I have two things weighing on my mind.
The first is that I am worried that in a forum like this, I am writing the wrong stuff. I have written in a forum that is similar to this, where a guide is provided, and I wrote content like many others here. The content was like "I can see the duality in others and myself and I have moments of clarity where I transcend the 'I' sense and become one with the other person blah blah blah." On the one hand, anyone can feel like they are having a oneness experience. In fact, I reckon you can read any number of books or listen to audios and convince yourself you are having an ego-less experience or existence. But I know from my experience that I am just bullshitting myself, and I now seem compelled to call bullshit on others. Of course, it is none of my business what they are experiencing, real or dream state. So what is my problem? I reckon they are floating above their garbage, to use a phrase from a former teacher of mine. Not willing to go down to the level of their garbage and clean it out.
So how does that relate to me here? I want to face my garbage. I want to face my demons, starve them, let them hissy-fit themselves to exhaustion, dissipate all the energy of all the built up crap. Let it all go. BUT I don't want to sound like I am wingeing, or complaining, or still in childhood. Yep...I care about what other people on this forum and JM might think.
Welllllll, until someone says otherwise, I am going to type whatever the
**** I feel like typing. I am going to externalise all the crap in my mind rather than ride it around and around within my mind.

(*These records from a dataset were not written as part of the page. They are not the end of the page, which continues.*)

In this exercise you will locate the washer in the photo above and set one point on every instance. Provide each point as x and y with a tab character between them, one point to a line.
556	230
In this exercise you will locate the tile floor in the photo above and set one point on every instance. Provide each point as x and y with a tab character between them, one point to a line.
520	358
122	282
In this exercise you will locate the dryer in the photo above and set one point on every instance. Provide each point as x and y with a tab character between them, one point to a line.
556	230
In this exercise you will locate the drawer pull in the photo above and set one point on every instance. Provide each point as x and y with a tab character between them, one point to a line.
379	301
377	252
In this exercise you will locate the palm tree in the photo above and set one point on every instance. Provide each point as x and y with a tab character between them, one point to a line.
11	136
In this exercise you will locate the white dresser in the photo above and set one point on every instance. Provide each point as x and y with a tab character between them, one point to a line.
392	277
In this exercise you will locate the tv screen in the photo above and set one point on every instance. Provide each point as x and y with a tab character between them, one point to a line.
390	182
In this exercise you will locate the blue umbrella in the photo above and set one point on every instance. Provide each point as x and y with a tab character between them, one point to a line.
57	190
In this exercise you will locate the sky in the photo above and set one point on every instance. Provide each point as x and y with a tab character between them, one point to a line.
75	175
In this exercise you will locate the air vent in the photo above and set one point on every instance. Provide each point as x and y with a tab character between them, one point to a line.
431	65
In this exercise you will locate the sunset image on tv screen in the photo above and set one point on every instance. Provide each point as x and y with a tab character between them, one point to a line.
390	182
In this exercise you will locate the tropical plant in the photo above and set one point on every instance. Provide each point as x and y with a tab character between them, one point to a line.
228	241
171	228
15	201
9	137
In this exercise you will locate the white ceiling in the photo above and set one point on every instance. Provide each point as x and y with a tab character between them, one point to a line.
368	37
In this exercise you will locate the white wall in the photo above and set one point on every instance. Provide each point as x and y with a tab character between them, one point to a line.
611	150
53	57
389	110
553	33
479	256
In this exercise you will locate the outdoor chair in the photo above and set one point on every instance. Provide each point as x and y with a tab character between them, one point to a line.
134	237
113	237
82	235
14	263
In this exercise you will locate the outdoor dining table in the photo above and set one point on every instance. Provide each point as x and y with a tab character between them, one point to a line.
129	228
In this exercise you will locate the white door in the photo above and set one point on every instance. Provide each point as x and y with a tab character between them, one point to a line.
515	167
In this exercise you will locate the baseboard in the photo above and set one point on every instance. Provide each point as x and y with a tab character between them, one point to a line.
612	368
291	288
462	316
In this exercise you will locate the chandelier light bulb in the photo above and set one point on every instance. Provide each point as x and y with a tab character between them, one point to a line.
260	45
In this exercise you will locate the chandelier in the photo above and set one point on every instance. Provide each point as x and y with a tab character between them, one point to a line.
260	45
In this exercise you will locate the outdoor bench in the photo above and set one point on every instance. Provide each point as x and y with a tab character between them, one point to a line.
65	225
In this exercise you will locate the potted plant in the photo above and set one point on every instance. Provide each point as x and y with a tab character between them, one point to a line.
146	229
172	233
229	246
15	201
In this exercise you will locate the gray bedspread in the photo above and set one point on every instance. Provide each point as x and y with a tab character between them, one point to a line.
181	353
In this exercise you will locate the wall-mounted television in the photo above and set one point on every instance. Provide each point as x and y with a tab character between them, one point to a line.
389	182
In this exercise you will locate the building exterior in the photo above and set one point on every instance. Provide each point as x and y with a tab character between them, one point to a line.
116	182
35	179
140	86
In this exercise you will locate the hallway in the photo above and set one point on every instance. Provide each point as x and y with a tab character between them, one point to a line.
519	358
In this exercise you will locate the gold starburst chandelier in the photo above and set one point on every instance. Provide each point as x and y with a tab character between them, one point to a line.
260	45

The other thing on my mind today.......It's like, I want a dramatic thing to happen. I want my back against the wall. I want cancer, or to lose ALL of my money. I used to talk about this with a friend at a retreat I used to go to. Of course, I want to choose my catastrophic event. Nothing too painful. Nothing that will make me unable to get around with some degree of freedom. Something that allows me to remake my money again with my newly acquired super-enlightenman powers. My problem is that I am healthy, risk adverse, well educated, white, male, western. Generally quite capable of keeping my dreamstate just comfortable enough to be tolerable. And with all of my spiritual tools, I can keep relieving the pressure so that it never really explode.
But I can feel it building, and I can feel a sense of not wanting to address it, or relieve the pressure, so that one day I can snap, hit rock bottom or something.